Hab’ ja auch nicht gesagt, daß das was Neues wäre. Aber deswegen kann ich es doch trotzdem blöd finden. Aber tatsächlich nehme ich an, daß ich ebensogut sagen könnte, daß ich Artensterben doof finde. Solange ich nicht Gottkaiser bin, werde ich das nicht ändern können (aber wenn ihr mich wählt, verspreche ich, Kehlschnitte auf Larps und das Artensterben auf der anderen Welt zu verbieten!). Lloyd

Voraussetzungen fuer spielgerechtes Morden

Meucheln ist larhgotische Spieltradition!. Fuer mich stellt sich nicht die Frage ob, aber ganz entscheidend wie und vor allem warum.

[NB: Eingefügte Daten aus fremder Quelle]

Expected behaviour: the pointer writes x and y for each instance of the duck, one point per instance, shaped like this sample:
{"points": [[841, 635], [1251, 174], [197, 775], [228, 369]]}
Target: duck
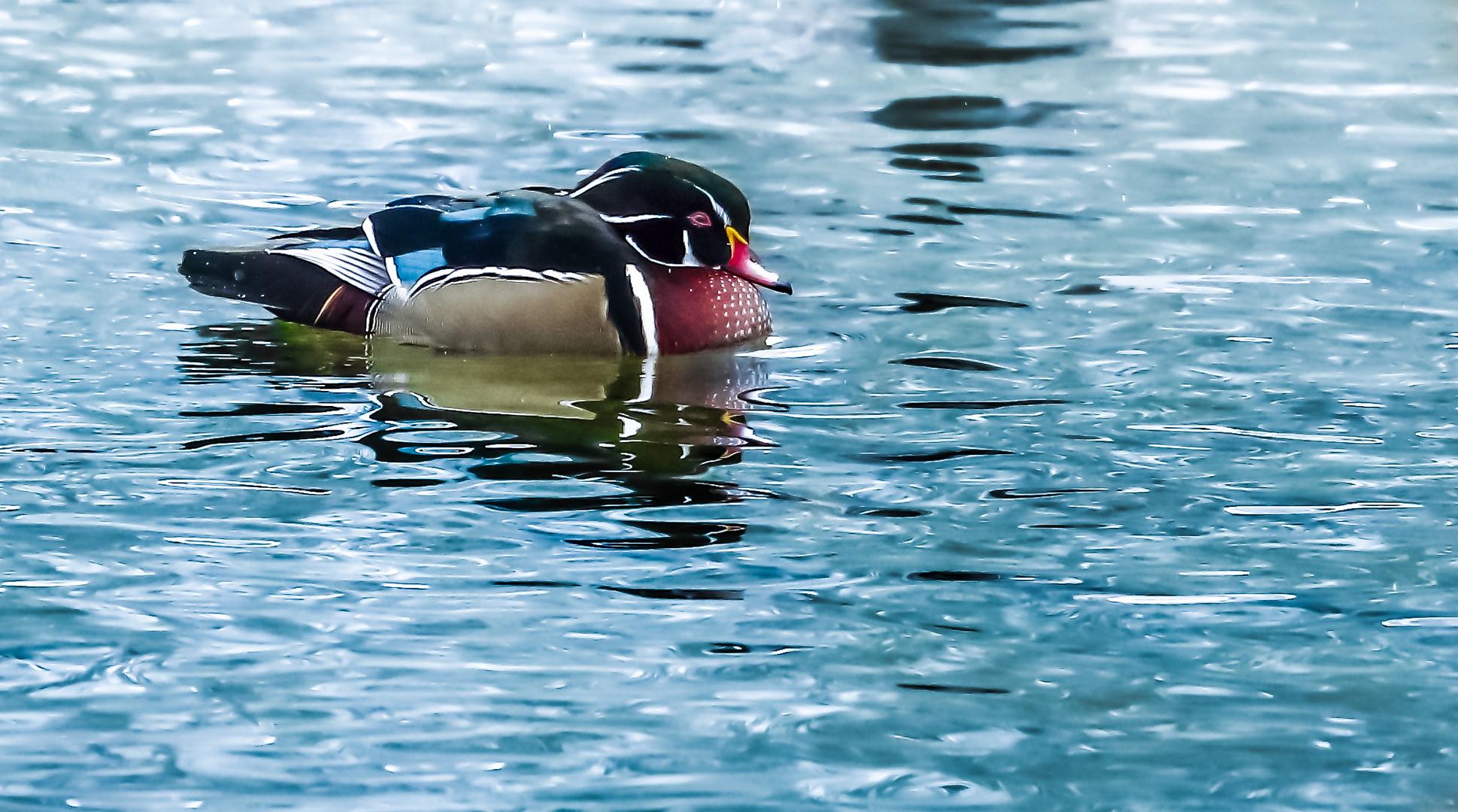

Wie: Es muss ja nicht die Kehle sein und wenn schon, dann auch nicht des Messers Schneide. Es tut auch sehr gut der Daumen(Nagelrueckseite), der das Messer haelt. Spektakulaer waeren auch Lippenstifte als Mordwaffen, weil man dann sieht wie und wo getroffen wurde. Wichtig ist, dass das Opfer eben nicht abgewehrt hat, da wir Gerangel vermeiden wollen. Man sollte einen Mord gut und lange planen, um zu sichern, dass man auch ungesehen wegkommt. (Von verzweifelten Situationen mal abgesehen kann es nicht sein, dass man seinen Charakter blind opfert, nur um einem anderen zu schaden.) Wenn es spannend werden soll, kann man dem Gegner auch die Feindschaft/Rache ansagen/anzeigen oder ihm z.B. im Traum erscheinen.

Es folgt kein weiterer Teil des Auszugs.